The report contains notable absences. Of rising threats of nuclear war in the next era, we are given India, Pakistan, Iran, and terrorists, but no hint that the United States might engage in a first use.
Warned of international conflicts caused by energy scarcity; the United States is again, here very noticeably, absent as a disputant. Amusingly, we are assured that we have not seen conflicts over energy "for awhile" but that they "could reemerge" in the future. Page x of the introduction:
Types of conflict we have not seen for awhile—such as over resources—could reemerge. Perceptions of energy scarcity will drive countries to take actions to assure their future access to energy supplies. In the worst case, this could result in interstate conflicts if government leaders deem assured access to energy resources, for example, to be essential for maintaining domestic stability and the survival of their regimes. However, even actions short of war will have important geopolitical consequences. However, even actions short of war will have important geopolitical consequences. Maritime security concerns are providing a rationale for naval buildups and modernization efforts, such as China’s and India’s development of blue-water naval capabilities. The buildup of regional naval capabilities could lead to increased tensions, rivalries, and counterbalancing moves but it also will create opportunities for multinational cooperation in protecting critical sea lanes. With water becoming more scarce in Asia and the Middle East, cooperation to manage changing water resources is likely to become more difficult within and between states.

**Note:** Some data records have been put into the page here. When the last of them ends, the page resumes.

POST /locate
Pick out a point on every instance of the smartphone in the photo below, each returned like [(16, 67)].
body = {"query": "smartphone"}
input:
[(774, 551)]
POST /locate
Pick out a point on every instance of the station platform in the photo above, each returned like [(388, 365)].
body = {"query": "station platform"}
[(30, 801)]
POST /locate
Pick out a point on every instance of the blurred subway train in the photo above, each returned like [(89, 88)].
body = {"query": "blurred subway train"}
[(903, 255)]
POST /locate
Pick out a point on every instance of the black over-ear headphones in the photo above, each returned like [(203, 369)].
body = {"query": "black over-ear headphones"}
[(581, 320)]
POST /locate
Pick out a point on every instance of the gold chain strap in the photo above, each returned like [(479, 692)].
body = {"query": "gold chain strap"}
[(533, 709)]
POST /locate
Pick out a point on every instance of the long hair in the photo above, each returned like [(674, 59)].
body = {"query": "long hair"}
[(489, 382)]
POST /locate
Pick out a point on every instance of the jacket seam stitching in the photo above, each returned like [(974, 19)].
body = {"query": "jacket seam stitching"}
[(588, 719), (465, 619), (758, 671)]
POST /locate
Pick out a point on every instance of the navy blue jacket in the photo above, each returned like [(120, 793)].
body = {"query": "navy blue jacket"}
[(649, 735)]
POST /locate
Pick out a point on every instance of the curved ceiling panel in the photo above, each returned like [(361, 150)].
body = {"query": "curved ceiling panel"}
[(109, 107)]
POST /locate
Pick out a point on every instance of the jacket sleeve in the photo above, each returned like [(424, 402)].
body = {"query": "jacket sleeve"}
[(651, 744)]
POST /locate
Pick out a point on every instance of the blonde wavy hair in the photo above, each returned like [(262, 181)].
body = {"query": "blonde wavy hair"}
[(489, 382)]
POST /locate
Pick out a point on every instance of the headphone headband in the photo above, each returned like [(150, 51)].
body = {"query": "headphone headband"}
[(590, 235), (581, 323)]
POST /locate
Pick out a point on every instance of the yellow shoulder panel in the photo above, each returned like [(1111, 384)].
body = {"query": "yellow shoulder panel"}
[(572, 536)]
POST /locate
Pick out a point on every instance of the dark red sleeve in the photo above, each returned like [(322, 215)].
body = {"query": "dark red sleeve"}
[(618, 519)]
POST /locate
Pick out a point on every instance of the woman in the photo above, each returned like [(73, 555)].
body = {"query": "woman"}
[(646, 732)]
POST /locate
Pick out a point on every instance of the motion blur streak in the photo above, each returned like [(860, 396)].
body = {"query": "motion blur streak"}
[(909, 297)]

Um, yeeeeah. I think there might be a key national player in the worries just listed, and I think the writers of this report know it . .. being citizens of it and all.
The overall message of "Global Trends" is that the international arena is growing more complicated; nation-states are losing influence; global warming is real; and the economy is problematic. In other words, the same messages the blogosphere has been putting out since its inception. The difference is that the NIC report leaves a noticeable absence at the center -- the rotor of this whirly-gig. It was and will continue to be United States actions that generate many of the threats to world-wide stability, in the U.S.'s quest for eternal "stability," a code word for dominance. Whether President Obama can read between the lines of the advice he is being given, and see that this quest is destined to result in its own failure, will be of central importance.
One of the jobs of the blogosphere -- which collectively knew all this, already, and saw without ideological blinders more clearly what it meant and means -- is to continue pressing the message that yes, all this is happening, and yes, the United States can be part of the solution; but one thing it must do is to stop being part, or at least such a major part, of the problem.